The post ‘blew up’ causing the mother to clarify a few things.

“I’m not talking about punishing my kids with chores. We are not a family based on punishment,” she said.

And defended her decision to label life as boring.

“To those of you who say that life isn’t boring most of the time and you don’t get what you want most of the time… I would like to say that life isn’t like that for you, because you’ve learned how to make your life “not boring most of the time.” ‘ and how to pursue what you want.

“Life is boring most of the time…unless you learn how not to make life boring. Because no one just comes along to not make your life boring.’

People congratulated the mother for “realizing her mistakes early.”

“And you didn’t mess up, by the way… they won’t even remember. It’s a good reminder for all of us… for those of us who stuff and overstimulate our kids all the time, and for those of us who feel guilty for not doing enough,” one person said.

‘Boredom breeds imagination and ideas. We rob them of that if they don’t have the time to stop and think every now and then.’

Others said they had done the same – after being nagged by ‘the grandparents’ to always be there for their children, despite this not being feasible in reality.

“Grandparents can say that because they remember the highlights and confuse them with every day. Of the 100 memories, if 80 of them are of trips and vacations and fun outings, it’s because they’ve forgotten the 6,494 other days that were just… eating food, playing outside, doing laundry, regular days,” one person said.

Most people had fond memories of playing alone while their parents worked or cleaned the house.

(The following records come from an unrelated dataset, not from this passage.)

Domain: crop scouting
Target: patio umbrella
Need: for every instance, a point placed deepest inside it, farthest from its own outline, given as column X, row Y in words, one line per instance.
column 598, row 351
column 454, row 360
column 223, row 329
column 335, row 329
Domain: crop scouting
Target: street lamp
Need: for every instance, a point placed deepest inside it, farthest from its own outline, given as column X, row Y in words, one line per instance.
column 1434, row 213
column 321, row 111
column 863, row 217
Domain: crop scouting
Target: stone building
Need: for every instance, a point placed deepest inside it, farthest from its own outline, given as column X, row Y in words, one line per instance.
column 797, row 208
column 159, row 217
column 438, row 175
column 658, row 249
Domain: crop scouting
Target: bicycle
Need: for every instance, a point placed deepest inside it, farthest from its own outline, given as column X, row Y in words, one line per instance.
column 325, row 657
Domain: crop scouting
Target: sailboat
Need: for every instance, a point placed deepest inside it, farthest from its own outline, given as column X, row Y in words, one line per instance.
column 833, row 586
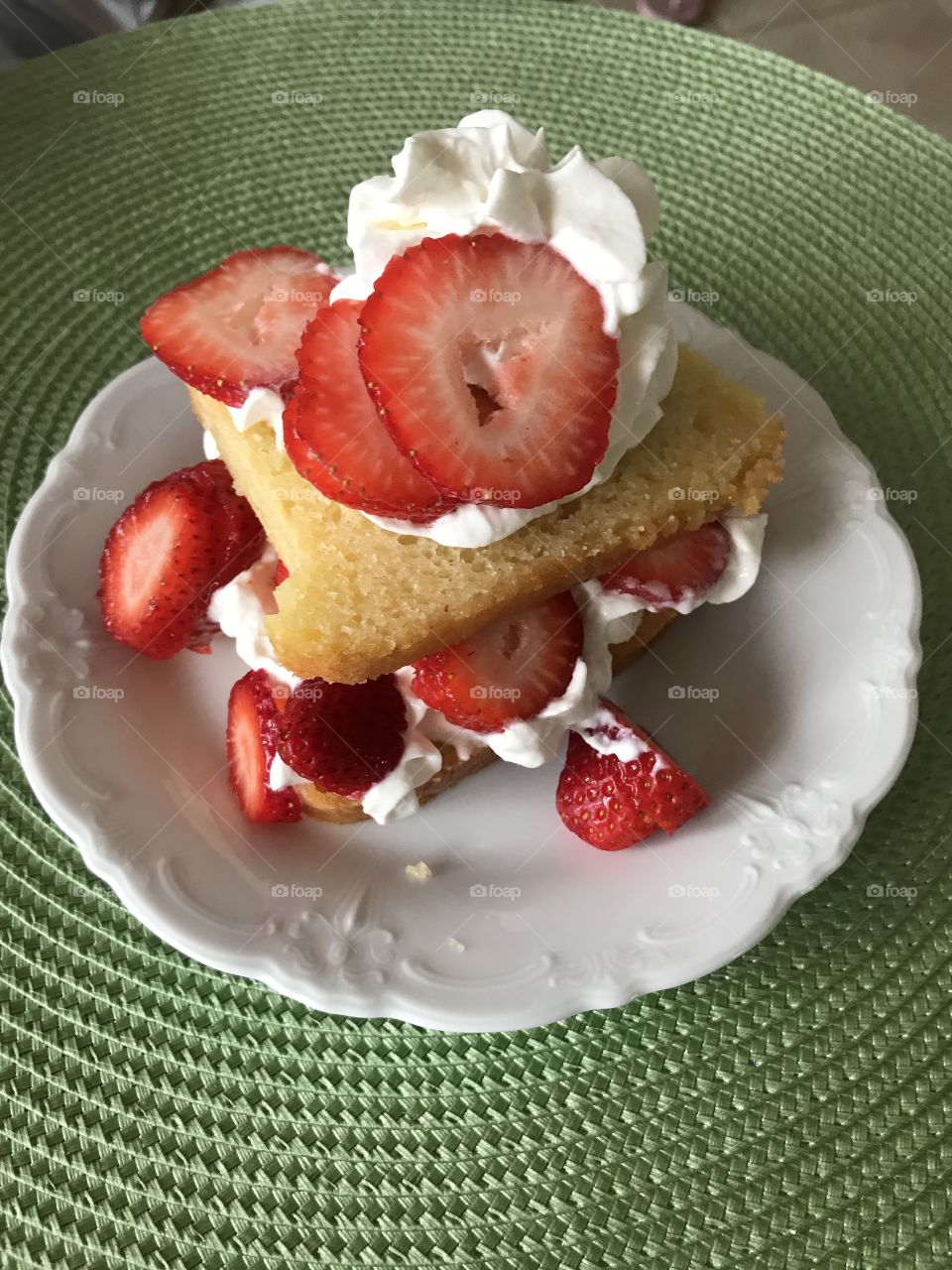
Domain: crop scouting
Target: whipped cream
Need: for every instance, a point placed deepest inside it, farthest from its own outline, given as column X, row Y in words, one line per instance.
column 261, row 405
column 493, row 172
column 241, row 606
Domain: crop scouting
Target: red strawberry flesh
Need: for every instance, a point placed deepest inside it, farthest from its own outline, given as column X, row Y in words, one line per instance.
column 344, row 737
column 615, row 801
column 252, row 744
column 489, row 362
column 182, row 538
column 239, row 325
column 676, row 571
column 334, row 435
column 508, row 671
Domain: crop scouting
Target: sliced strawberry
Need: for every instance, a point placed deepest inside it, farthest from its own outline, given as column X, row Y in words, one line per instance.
column 238, row 326
column 160, row 559
column 253, row 743
column 334, row 435
column 344, row 737
column 526, row 427
column 613, row 801
column 182, row 538
column 676, row 571
column 245, row 536
column 508, row 671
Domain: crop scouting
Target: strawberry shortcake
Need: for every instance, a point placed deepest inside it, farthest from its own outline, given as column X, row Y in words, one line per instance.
column 447, row 490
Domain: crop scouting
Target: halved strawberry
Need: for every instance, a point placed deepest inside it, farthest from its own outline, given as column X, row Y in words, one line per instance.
column 679, row 570
column 344, row 737
column 182, row 538
column 252, row 743
column 238, row 325
column 490, row 367
column 508, row 671
column 613, row 801
column 334, row 435
column 245, row 536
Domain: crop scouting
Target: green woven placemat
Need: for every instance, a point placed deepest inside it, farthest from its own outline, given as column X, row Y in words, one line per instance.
column 788, row 1110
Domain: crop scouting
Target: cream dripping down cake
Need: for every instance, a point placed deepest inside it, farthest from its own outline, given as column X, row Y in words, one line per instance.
column 435, row 515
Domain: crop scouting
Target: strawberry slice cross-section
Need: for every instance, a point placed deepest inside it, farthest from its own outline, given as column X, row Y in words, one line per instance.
column 492, row 368
column 181, row 539
column 238, row 325
column 344, row 737
column 676, row 572
column 253, row 743
column 619, row 786
column 334, row 435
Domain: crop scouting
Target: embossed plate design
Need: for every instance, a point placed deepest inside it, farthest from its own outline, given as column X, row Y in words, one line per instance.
column 794, row 706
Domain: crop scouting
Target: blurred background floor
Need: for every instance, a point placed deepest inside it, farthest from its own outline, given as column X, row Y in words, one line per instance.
column 900, row 50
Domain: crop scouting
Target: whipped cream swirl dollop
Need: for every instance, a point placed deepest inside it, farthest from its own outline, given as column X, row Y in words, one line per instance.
column 493, row 172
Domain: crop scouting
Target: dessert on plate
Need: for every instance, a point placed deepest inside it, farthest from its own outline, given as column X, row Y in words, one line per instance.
column 448, row 492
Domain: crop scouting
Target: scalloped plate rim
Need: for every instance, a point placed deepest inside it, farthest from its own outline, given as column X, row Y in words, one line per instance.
column 390, row 1003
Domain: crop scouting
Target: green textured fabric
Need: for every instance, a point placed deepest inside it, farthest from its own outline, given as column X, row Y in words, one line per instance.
column 788, row 1110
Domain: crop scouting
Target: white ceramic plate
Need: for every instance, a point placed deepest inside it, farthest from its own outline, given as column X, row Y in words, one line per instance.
column 794, row 706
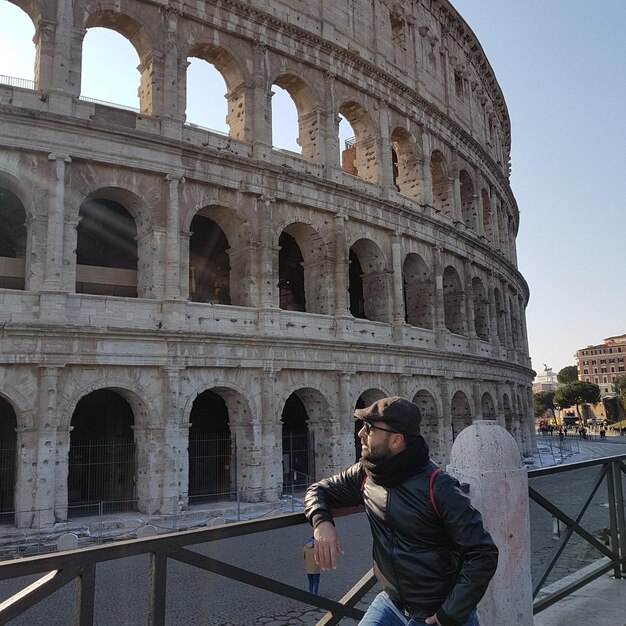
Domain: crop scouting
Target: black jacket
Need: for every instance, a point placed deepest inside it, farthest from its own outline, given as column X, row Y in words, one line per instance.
column 426, row 563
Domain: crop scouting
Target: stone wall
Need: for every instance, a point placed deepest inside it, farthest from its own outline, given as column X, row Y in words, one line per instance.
column 441, row 315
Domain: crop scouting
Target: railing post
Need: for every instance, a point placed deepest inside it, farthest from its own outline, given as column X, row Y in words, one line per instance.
column 621, row 521
column 486, row 456
column 612, row 496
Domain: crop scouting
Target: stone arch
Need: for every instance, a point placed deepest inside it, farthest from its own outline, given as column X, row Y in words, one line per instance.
column 306, row 102
column 368, row 282
column 211, row 452
column 461, row 413
column 468, row 201
column 405, row 159
column 487, row 215
column 441, row 192
column 419, row 292
column 231, row 69
column 453, row 301
column 312, row 267
column 106, row 245
column 360, row 159
column 131, row 27
column 8, row 460
column 429, row 427
column 209, row 263
column 13, row 239
column 481, row 309
column 102, row 472
column 487, row 407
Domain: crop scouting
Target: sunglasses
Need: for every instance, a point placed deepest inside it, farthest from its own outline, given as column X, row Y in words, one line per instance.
column 370, row 427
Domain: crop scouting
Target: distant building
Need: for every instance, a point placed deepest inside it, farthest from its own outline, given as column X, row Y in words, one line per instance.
column 603, row 363
column 546, row 381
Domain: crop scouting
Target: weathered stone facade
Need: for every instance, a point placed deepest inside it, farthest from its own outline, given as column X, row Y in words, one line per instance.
column 407, row 265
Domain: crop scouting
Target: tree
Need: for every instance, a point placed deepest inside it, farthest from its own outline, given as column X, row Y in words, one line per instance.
column 542, row 401
column 567, row 375
column 577, row 393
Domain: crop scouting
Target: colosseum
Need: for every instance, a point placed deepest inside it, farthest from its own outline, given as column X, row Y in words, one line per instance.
column 190, row 316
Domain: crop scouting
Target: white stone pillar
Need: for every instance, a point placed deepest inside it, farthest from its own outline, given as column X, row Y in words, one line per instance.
column 486, row 457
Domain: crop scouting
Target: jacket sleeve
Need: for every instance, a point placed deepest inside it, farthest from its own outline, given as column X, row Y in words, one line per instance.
column 341, row 490
column 478, row 553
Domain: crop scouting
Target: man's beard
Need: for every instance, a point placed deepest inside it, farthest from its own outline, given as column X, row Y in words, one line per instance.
column 377, row 454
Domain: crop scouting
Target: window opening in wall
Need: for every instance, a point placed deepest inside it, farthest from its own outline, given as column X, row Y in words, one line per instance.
column 207, row 106
column 285, row 130
column 211, row 455
column 102, row 467
column 17, row 50
column 109, row 69
column 355, row 288
column 459, row 86
column 8, row 460
column 298, row 445
column 106, row 250
column 291, row 274
column 209, row 263
column 12, row 241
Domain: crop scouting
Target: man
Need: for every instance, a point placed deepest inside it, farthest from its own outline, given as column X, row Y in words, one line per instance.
column 432, row 557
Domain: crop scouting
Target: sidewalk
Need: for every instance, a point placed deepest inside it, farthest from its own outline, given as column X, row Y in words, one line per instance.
column 601, row 603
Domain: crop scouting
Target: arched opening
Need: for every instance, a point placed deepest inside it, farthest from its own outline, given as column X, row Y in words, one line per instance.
column 461, row 413
column 295, row 124
column 298, row 445
column 18, row 51
column 359, row 158
column 418, row 292
column 365, row 399
column 211, row 455
column 440, row 183
column 453, row 301
column 481, row 309
column 109, row 71
column 8, row 460
column 487, row 407
column 291, row 274
column 12, row 241
column 106, row 249
column 209, row 263
column 487, row 215
column 102, row 464
column 429, row 428
column 214, row 71
column 468, row 202
column 404, row 159
column 368, row 282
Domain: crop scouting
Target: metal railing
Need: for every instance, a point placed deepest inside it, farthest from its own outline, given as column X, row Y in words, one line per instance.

“I played with my dolls and made cities out of VHS tapes or whatever I could find.”

Even professionals agreed that the mother made a good decision to limit her children’s entertainment.

‘As a babysitter, one of my biggest pet peeves is parents who think their children need to be stimulated every second of the day. Constant activities, day trips, a whole curriculum every day for their two-year plans,” one woman said.

Others agreed that they had very few “out of the ordinary” moments as children, which made them all the more wonderful.